1. Myth: If you approach the insurance carrier reasonably, you will be offered a fair settlement proposal.

Reality: Like most businesses, insurer companies operate on a profit basis and will not always make an offer that is in your best interests.

2. Myth: After your accident the insurance carrier may call you for a recorded statement. You are required to provide this statement to move forward with your claim.

Reality: A recorded statement is NOT required to settle your claim. In fact, we strongly recommend speaking with an attorney prior to giving a recorded statement. This statement is your account of the accident and may be used against you in the future. Particular words or phrasing may have a legal significance that you are unaware at the time you give your recorded statement and this may affect your claim.

3. Myth: When someone hits and injures you, their insurance company is required to pay your medical bills.

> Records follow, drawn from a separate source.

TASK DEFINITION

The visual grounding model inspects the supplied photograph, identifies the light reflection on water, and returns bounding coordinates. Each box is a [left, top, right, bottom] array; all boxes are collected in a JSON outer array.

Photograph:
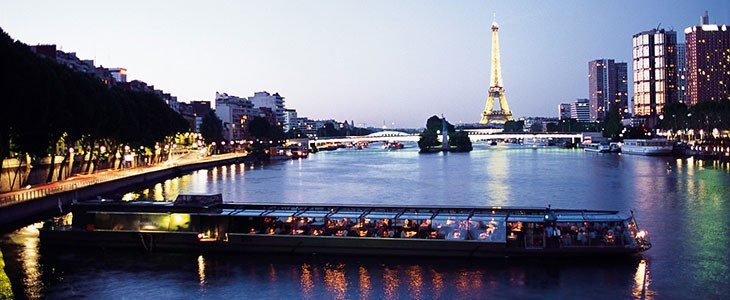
[[1, 148, 730, 298]]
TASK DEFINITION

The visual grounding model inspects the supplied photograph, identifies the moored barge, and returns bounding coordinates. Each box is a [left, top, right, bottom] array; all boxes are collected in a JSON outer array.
[[40, 194, 652, 258]]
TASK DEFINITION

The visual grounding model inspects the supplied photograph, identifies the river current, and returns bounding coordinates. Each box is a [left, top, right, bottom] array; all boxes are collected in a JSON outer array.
[[1, 144, 729, 299]]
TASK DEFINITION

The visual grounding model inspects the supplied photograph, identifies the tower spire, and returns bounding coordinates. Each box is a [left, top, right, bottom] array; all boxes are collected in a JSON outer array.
[[480, 14, 513, 124]]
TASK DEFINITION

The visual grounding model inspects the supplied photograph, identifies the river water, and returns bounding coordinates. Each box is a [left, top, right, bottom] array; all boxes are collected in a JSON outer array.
[[1, 144, 729, 299]]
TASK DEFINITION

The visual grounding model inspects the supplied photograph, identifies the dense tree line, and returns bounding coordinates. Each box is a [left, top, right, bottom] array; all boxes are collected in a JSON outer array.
[[0, 28, 188, 188], [418, 115, 471, 152], [315, 123, 372, 137], [660, 100, 730, 133]]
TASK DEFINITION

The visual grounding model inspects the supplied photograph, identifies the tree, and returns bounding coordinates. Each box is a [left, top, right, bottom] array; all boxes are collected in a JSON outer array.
[[200, 110, 224, 143], [448, 131, 472, 152], [530, 122, 543, 133], [426, 115, 454, 133], [546, 123, 558, 132], [503, 120, 524, 133], [602, 105, 623, 141], [418, 129, 440, 152], [316, 123, 343, 137]]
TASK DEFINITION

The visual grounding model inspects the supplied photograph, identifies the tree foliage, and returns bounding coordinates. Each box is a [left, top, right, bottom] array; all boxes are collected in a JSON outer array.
[[660, 100, 730, 132], [200, 110, 223, 142], [602, 105, 624, 141], [448, 130, 472, 152], [503, 120, 524, 133], [0, 27, 188, 185]]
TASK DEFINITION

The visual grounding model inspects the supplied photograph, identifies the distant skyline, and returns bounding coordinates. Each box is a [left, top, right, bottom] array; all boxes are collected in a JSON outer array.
[[1, 0, 728, 127]]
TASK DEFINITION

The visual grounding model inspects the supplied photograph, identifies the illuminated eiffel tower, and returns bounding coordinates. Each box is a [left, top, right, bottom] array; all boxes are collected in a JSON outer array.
[[480, 17, 514, 124]]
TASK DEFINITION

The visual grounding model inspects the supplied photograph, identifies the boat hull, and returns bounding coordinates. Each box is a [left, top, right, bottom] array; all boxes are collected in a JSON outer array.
[[40, 230, 640, 258], [621, 146, 673, 156]]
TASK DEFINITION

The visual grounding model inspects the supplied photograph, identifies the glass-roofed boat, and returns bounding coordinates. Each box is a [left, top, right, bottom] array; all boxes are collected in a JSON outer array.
[[39, 194, 652, 258]]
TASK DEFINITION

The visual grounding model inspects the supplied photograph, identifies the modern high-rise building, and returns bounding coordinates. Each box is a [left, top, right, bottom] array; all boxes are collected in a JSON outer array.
[[684, 12, 730, 105], [588, 59, 628, 121], [676, 43, 687, 103], [570, 99, 590, 123], [632, 29, 678, 119]]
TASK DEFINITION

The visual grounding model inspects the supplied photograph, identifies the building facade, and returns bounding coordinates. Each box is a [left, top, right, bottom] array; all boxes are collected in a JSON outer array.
[[215, 92, 257, 141], [632, 29, 678, 118], [558, 103, 572, 120], [248, 91, 286, 127], [684, 14, 730, 105], [676, 43, 687, 103], [588, 59, 628, 121], [109, 68, 127, 83], [283, 109, 298, 132], [570, 99, 591, 123]]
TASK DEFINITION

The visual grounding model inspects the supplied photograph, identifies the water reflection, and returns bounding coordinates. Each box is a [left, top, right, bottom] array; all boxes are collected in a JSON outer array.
[[197, 255, 206, 288], [430, 267, 444, 298], [632, 259, 653, 299], [382, 266, 399, 300], [406, 265, 423, 299], [323, 263, 347, 300], [300, 263, 314, 298], [358, 266, 370, 300]]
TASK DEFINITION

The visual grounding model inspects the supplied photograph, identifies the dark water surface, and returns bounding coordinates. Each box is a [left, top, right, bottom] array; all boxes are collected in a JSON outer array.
[[2, 146, 730, 299]]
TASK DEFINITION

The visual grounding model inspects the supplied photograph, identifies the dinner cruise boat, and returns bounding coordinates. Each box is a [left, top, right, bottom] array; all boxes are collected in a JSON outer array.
[[584, 143, 610, 153], [621, 139, 674, 156], [40, 194, 652, 258]]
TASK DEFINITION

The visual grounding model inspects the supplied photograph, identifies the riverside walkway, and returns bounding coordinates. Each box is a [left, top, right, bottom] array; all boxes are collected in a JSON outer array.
[[0, 151, 246, 208]]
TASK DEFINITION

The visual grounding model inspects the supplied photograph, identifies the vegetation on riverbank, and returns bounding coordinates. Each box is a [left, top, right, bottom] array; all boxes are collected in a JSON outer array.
[[0, 28, 188, 190]]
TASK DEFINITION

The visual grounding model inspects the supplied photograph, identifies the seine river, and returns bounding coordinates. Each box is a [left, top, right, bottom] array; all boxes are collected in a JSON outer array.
[[2, 144, 729, 299]]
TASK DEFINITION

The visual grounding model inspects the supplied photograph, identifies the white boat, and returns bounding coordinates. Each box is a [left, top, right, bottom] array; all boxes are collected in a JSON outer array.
[[584, 143, 610, 153], [621, 139, 673, 156]]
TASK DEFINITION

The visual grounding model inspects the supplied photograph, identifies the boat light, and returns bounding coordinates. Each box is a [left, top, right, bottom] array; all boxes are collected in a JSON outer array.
[[637, 230, 647, 239]]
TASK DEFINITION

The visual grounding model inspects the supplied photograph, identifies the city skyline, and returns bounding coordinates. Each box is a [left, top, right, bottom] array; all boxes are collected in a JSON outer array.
[[1, 0, 728, 127]]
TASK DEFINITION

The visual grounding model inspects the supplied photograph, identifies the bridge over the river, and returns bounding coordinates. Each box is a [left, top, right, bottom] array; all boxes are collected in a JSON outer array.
[[312, 129, 584, 145]]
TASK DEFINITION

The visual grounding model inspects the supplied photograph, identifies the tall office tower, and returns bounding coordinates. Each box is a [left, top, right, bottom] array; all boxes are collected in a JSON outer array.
[[588, 59, 628, 121], [632, 29, 678, 118], [676, 44, 687, 103], [685, 12, 730, 105]]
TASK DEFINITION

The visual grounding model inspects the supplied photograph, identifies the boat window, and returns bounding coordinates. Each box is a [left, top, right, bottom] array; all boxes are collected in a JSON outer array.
[[470, 215, 506, 242], [582, 221, 628, 246], [94, 213, 173, 231], [524, 222, 545, 249], [431, 215, 467, 240], [168, 214, 192, 231], [265, 210, 299, 218]]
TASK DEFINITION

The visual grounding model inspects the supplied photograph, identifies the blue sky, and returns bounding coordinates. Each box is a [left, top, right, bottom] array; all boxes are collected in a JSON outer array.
[[1, 0, 728, 127]]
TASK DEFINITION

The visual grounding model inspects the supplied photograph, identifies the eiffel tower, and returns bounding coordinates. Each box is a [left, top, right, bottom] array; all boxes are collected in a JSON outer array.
[[480, 17, 514, 124]]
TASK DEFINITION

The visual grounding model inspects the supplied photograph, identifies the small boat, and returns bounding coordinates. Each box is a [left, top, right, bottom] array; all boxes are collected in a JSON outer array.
[[40, 194, 652, 258], [584, 143, 610, 153], [621, 139, 673, 156], [383, 141, 404, 150]]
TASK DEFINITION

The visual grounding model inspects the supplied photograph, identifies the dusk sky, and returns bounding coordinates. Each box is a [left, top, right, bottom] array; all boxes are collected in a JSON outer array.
[[1, 0, 728, 127]]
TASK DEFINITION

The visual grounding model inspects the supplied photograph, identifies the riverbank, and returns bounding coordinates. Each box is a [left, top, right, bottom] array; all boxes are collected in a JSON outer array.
[[0, 152, 248, 231]]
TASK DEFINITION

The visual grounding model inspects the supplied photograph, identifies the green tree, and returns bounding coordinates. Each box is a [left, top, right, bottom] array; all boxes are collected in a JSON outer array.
[[448, 131, 472, 152], [425, 115, 454, 133], [418, 129, 440, 152], [503, 120, 524, 132], [530, 122, 543, 133], [602, 105, 624, 141], [200, 110, 224, 143]]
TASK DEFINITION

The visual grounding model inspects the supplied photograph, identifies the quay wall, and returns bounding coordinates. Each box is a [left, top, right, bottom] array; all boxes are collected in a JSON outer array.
[[0, 155, 246, 231]]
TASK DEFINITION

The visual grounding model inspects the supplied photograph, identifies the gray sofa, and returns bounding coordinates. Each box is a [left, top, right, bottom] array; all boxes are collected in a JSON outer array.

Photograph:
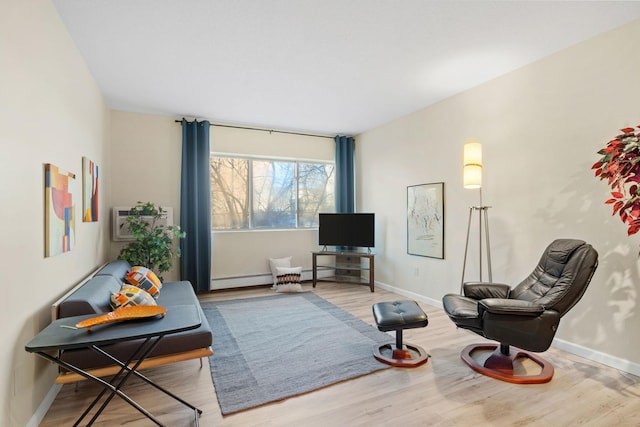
[[54, 260, 213, 383]]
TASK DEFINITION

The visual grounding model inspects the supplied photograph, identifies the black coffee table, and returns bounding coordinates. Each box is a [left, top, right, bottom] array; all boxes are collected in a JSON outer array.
[[26, 304, 203, 426]]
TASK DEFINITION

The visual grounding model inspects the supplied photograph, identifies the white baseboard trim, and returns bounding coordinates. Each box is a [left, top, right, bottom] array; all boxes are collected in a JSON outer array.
[[27, 383, 62, 427], [374, 280, 640, 377], [374, 280, 443, 308], [551, 338, 640, 377]]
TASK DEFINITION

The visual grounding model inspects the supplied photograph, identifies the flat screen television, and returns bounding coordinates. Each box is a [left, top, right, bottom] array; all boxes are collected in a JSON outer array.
[[318, 213, 375, 249]]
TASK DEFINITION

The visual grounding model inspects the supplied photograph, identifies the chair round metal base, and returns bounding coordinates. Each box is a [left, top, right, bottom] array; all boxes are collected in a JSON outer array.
[[461, 343, 554, 384], [373, 343, 430, 368]]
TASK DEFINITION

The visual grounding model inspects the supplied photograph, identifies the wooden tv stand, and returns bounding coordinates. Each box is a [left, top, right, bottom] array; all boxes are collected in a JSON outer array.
[[312, 251, 375, 292]]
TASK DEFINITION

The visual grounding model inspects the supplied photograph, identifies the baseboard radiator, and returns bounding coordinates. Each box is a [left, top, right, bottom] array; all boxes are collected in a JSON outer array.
[[211, 268, 333, 290]]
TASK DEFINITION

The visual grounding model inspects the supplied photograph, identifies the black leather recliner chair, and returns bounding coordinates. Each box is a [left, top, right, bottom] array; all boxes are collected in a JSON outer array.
[[442, 239, 598, 383]]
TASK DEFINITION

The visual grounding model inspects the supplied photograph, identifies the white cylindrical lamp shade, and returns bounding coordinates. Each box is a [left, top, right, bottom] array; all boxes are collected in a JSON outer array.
[[463, 140, 482, 189]]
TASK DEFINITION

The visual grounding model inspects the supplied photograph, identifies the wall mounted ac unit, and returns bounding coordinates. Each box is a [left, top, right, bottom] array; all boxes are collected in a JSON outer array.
[[111, 207, 174, 242]]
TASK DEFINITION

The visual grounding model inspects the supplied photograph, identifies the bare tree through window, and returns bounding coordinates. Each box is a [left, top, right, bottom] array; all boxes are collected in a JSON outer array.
[[210, 155, 335, 230], [253, 160, 295, 228], [210, 157, 249, 229], [298, 163, 335, 227]]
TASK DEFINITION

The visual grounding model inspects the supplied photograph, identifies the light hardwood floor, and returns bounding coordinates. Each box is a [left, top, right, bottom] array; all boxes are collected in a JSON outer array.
[[39, 283, 640, 426]]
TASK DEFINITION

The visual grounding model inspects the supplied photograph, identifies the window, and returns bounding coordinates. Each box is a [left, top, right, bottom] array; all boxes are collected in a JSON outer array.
[[210, 157, 249, 229], [211, 155, 335, 230], [298, 162, 336, 227]]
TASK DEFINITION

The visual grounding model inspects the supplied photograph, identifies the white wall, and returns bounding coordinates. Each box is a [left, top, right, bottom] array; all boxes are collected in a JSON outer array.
[[109, 116, 335, 287], [109, 111, 183, 281], [357, 19, 640, 368], [0, 1, 111, 425]]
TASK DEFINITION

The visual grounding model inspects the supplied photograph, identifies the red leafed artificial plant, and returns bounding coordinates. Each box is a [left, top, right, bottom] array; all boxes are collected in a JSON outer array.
[[592, 125, 640, 235]]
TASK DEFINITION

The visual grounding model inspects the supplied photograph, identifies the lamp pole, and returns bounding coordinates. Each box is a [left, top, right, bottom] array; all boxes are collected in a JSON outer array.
[[461, 141, 493, 293], [460, 205, 492, 293]]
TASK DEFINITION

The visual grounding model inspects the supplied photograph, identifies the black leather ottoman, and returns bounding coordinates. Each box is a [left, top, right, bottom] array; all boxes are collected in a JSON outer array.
[[372, 300, 429, 367]]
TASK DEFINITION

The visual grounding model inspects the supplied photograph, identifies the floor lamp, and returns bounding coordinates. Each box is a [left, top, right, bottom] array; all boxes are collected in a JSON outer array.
[[460, 140, 492, 293]]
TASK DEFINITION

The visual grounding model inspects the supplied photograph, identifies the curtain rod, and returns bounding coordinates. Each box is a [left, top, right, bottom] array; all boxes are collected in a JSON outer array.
[[175, 120, 334, 139]]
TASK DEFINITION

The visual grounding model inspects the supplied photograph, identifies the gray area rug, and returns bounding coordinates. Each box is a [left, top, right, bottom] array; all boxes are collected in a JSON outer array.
[[201, 292, 392, 415]]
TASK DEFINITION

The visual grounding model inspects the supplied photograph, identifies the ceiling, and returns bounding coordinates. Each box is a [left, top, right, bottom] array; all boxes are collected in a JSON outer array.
[[52, 1, 640, 136]]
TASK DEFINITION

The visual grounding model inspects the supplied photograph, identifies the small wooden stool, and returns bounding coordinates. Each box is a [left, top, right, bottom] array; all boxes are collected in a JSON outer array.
[[372, 300, 429, 367]]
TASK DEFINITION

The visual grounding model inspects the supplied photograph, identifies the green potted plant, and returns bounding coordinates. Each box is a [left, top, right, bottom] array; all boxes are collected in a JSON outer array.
[[593, 125, 640, 235], [118, 201, 186, 278]]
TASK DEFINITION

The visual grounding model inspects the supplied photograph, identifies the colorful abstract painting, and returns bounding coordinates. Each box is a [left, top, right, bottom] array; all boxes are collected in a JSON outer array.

Reality: At first glance, this statement appears truthful. What’s missing is the unwritten “if” at the end. One big “if” is your ability to prove that your injury is related to the accident. Another big “if” is whether or not the insurer decided to pay the medical bill as presented. They may decide to pay only a portion, leaving you responsible for the remainder.

4. Myth: All attorneys charge their clients 33% to handle your accident case.

Reality: While this is typically a true statement, our contract states that if our fee is larger than what you net after your expenses (medical bills and liens) have been paid out, we will reduce our fee so that your net is greater than our fee.

5. Myth: If you have been in an accident and are not at fault, an insurance company will pay for your bills, lost wages and injuries.

Reality: The burden of proof is on you, the claimant, to prove that your claim is related, documented, and payable. If you cannot do so, they will refuse to pay all or part of your claim.